Initial native code for verified mod auto-downloading

[Alystrasz]

Description

This branch allows client to download a mod archive from the Thunderstore API, and extract included mods in the remote mods folder of the current game profile.

Not all mods can be automatically downloaded, as it would cause some security issues, and Thunderstore mod name cannot be deduced from actual mod name: to be eligible to auto-downloading, a mod must appear in the list of verified mods.

Said list and complete mod verification procedure are described here: https://github.com/R2Northstar/VerifiedMods

This branch exposes two commands to test the feature:

• fetch_verified_mods retrieves verified mods list from the GitHub organization, and stores it locally;
• download_mod does the actual mod downloading/extraction job.

What this PR is about

• Downloading a mod archive
• Extracting said archive to mods folder

What this PR is NOT about

• Download progress indicator/messages or UI of any kind
• Mod availability to the game (no reload_mods invoked)

Resources

How to test

• Download and install DLL file from latest CI build;
• Run the fetch_verified_mods command;
• Download a mod with download_mod [mod_name] [mod_version] (only Fifty.mp_frostbite 0.0.1 is listed at the time of writing);
• Check your remote mods directory, the downloaded mod should appear there.

Media

autodl-pr-opening.webm

[ASpoonPlaysGames]

Logic looks good to me at this point, my previous review comment about maybe making the mods list a convar was more a suggestion than a requirement, so don't consider that blocking

I don't rly know about the hash stuff so dont take my word as gospel about that being good

[Alystrasz]

Getting HTTP errors when trying to download the mod.

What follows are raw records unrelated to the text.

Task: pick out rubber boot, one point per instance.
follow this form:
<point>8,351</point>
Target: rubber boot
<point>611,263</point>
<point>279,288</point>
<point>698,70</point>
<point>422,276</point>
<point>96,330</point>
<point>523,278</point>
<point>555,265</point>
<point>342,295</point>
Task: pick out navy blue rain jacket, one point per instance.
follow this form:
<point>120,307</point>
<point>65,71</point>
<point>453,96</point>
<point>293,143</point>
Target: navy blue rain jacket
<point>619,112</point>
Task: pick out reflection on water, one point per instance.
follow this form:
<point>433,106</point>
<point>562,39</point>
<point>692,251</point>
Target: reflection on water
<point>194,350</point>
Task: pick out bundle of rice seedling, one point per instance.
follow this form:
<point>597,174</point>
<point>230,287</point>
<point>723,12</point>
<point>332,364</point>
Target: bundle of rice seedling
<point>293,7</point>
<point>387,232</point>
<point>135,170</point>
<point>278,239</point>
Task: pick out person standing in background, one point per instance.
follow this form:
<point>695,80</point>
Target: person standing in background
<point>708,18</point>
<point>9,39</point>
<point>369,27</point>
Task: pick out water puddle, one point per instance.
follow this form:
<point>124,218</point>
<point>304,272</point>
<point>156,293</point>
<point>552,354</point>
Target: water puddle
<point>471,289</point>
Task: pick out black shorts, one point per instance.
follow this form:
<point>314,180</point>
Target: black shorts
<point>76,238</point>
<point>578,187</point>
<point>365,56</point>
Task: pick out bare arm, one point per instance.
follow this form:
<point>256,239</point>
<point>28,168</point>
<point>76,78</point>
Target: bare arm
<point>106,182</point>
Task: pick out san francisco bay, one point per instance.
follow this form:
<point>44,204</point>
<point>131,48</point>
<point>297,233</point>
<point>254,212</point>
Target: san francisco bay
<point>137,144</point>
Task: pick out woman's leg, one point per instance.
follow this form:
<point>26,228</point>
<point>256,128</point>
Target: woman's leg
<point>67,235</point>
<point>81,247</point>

Command used: download_mod Fifty.mp_frostbite 0.0.1

So this bug happens when using the -disablemodverification flag, which I initially used during development to bypass mod hash verification.

Now that most of the development of this feature is done, I feel like it might not be required: even if as a developer you wanna bypass checksum comparison, you still have to create an entry for the to-be-downloaded mod in the local verified mods list (to link a mod name to a Thunderstore repository).

Thoughts?

[EladNLG]

IMO, should fall back to interpreting the mod name as is.

[Alystrasz]

IMO, should fall back to interpreting the mod name as is.

I feel like this point goes beyond the flag removal discussion, so I fixed in anyway in 7548c47.
When reproducing your use-case, you will still have an HTTP error, but because mod name is used as dependency string, and thus built URL doesn't exist and cannot be reached.

[GeckoEidechse]

Another case of confirmed working in testing.

(Loading the map itself after game restart caused a crash but that's unrelated to this PR I think ^^)

[GeckoEidechse]

I'm gonna give the code one final read again tomorrow but with how many code reviews we have on it already I doubt I'm gonna find anything any more :P

So fingers crossed for merge tomorrow 👀

[Alystrasz]

(Loading the map itself after game restart caused a crash but that's unrelated to this PR I think ^^)

I confirm this is unrelated to this PR; this will be implemented in a future PR (to be opened once this one is merged) :)

[GeckoEidechse]

Aight, so in my own review I only found issues that could be considered to be bike-shedding and so I will move them to separate GitHub issues post merge.

Ofc my C++ knowledge is not that great so I could've missed something so I'm mostly relying on previous reviews made by others as well.